Though this Giulietta has been in my possession for three years, this was my first time driving it for an extended distance, and it was love at first drive!
There’s everything to like about this Giulietta. The little 1300-cc twin-cam loves to rev and has great torque throughout its RPM range. The chassis and handling are way ahead of the car’s time, and make it ideal for the twisty roads of the Targa Florio. It’s even comfortable, roomy, and has great visibility. It’s an extremely usable high-performance sports car. And I just love the Bertone styling! It’s hard to think of what else could compete with it back in 1957—only the Porsche 356 comes to mind.
We did have a second-gear synchro issue, causing us to cringe each time we had to downshift to second, and our most important gauge, water temperature, was not functioning. Fortunately, we never overheated despite the heat and the hill-climbs.
As for the Targa Florio itself, where to begin? It was three intense days of pleasure of the senses. I’m having a hard time ranking what was best: the driving, the beauty of the Sicilian countryside, the peerless cuisine and wines of Sicily, or the comradery of all the participants.
As I think back, a few random highlights flash past me: the raw seafood we ate at Cefalù with the master shoemaker Ciccio, the crisp Etna bianco made with carricante grape grown on the volcanic soil of Mount Etna, driving through the Madonie mountains and thinking of Derek Bell in the 718, and of course the cassata made with fresh ricotta that’s unobtainable anywhere else.

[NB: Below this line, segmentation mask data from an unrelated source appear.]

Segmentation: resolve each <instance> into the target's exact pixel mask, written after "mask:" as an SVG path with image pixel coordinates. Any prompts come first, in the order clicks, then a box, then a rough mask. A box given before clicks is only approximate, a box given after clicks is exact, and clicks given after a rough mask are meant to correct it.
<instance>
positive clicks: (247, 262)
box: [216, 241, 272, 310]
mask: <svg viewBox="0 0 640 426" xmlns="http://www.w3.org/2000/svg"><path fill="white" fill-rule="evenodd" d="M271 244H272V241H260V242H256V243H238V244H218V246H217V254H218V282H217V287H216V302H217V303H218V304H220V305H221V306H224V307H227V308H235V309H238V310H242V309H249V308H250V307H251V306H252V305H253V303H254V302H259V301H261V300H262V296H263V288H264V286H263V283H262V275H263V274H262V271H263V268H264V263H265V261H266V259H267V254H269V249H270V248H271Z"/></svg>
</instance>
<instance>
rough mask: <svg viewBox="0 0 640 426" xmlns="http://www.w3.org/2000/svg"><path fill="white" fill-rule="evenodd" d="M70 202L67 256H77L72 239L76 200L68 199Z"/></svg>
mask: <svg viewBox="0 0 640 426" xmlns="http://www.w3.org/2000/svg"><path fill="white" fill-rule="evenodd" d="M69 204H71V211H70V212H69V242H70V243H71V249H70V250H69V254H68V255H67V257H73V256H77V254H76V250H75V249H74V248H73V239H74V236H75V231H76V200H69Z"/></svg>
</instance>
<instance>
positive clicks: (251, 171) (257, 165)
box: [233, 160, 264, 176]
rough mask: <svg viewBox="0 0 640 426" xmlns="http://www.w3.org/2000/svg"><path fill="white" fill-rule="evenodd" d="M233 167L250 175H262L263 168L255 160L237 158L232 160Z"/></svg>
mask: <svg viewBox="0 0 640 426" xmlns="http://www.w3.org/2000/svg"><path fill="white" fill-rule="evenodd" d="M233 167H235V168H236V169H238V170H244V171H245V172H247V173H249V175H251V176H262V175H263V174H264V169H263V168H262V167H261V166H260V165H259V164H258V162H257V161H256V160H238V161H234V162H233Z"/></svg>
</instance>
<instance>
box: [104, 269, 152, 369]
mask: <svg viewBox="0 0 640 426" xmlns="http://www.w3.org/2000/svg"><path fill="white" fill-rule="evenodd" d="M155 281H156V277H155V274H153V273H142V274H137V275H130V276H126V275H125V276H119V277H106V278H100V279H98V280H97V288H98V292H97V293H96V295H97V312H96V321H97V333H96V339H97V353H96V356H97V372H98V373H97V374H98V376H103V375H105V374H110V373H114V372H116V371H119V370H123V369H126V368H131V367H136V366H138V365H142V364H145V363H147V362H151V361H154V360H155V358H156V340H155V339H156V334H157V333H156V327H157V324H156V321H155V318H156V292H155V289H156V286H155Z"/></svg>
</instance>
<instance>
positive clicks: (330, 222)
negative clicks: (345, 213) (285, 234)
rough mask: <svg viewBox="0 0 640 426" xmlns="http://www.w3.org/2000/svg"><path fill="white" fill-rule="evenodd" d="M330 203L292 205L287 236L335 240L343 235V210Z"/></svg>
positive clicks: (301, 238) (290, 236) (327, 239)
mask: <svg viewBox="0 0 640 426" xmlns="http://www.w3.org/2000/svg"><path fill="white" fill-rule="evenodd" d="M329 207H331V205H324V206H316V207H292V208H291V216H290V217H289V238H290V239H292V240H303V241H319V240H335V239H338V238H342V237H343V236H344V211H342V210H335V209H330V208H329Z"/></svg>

Yes, I do have a tendency to remember things with my stomach. I did coin “Drive Tastefully”, after all.
Meeting Jean Todt was rather cool as well, but it wasn’t as satisfying as when I sped past John and Lavinia Elkann in their Giulietta SZ Coda Tronca.
Alas, there was one other problem with the Giulietta that I didn’t mention before. On the third and last day of the rally, I pushed the Giulietta at 6,000 rpm on the Autostrada for about 15 minutes, which in itself did not cause any problems. Immediately after that stint, however, we were confronted with the chaos of our classic rally co-mingling with one of the other four events. Apparently, the organizers did not communicate with each other, leading to a big traffic mess and lots of stopping and starting.
All this to say that we fouled up the plugs on the Giulietta, and it started running rough. During the last leg, again confronted with a traffic mess akin to the one engineered in the Italian Job, the poor Giulietta stalled and wouldn’t start again. Had we had some basic tools, we may have been able to clean the plugs and get going again.
The ACI breakdown truck that was there as support for the rally asked us if we want to be placed on the flatbed and towed down. We only had five minutes to decide. Manuel really wanted to give it another try and was quite annoyed that we weren’t better prepared. We opted for the conservative route, and went with the tow truck who took us back to the transport that would take the Giulietta back to Milan. As such, we did not finish the rally.
Naturally, as soon as the tow truck arrived down the hill and lowered the Giulietta, she started up immediately.